Quando um dos pais morre, as crianças se apegam a essa imagem idealizada, enquanto se lançam contra um mundo que lhe tirou a quem eles mais amavam. Às vezes, eles acabam seguindo seus passos em um desejo muito profundo, não de substituir, mas de sentir essa pessoa tão querida mais perto. No entanto, continua existindo uma tristeza e um profundo rancor contra o mundo que um dia lhes tirou essa figura amada.
A família nunca deveria esconder a tristeza, e seria positivo incluir as crianças no luto.
As crianças sofrem muito se perdem um de seus pais em uma idade precoce. Por isso, permitir que expressem seus sentimentos, que falem sobre o assunto e sobre como se sentem, será importante para evitar que essas emoções fiquem presas em seu interior sem um sentido.
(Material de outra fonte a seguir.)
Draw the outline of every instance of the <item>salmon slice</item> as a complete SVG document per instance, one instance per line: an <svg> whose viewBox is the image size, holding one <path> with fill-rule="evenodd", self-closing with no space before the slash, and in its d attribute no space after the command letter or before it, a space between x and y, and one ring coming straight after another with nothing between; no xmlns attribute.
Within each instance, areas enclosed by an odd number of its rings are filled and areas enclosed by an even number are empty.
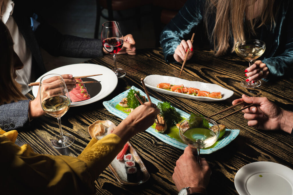
<svg viewBox="0 0 293 195"><path fill-rule="evenodd" d="M197 92L197 96L207 97L209 95L209 92L205 91L199 91Z"/></svg>
<svg viewBox="0 0 293 195"><path fill-rule="evenodd" d="M157 87L161 89L170 89L171 84L167 83L161 83L157 85Z"/></svg>
<svg viewBox="0 0 293 195"><path fill-rule="evenodd" d="M180 87L183 87L184 86L183 85L174 85L174 86L171 86L171 90L172 92L175 91L175 90L177 89L178 88L180 88Z"/></svg>
<svg viewBox="0 0 293 195"><path fill-rule="evenodd" d="M208 97L211 97L212 98L222 98L222 94L220 92L212 92L209 94Z"/></svg>
<svg viewBox="0 0 293 195"><path fill-rule="evenodd" d="M198 89L193 88L193 87L189 87L187 89L187 93L188 94L197 94L198 93L198 91L200 91L200 90L199 89Z"/></svg>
Nestes casos, o mais provável é que elas venham à tona em fases posteriores da sua vida com muito mais força e fúria, quando tivermos uma menor capacidade para lhes ajudar.
Não podemos evitar que aconteça, mas sim nos fortalecer com cada golpe que levarmos. Esta será uma oportunidade para aprendermos a ser resilientes, para amadurecer nosso ritmo e perceber que a vida não está contra nós, mas ela é como é: aleatória e caprichosa em muitos casos. No final, graças à aceitação, a tristeza por esse progenitor irá se tornar uma nostalgia suave.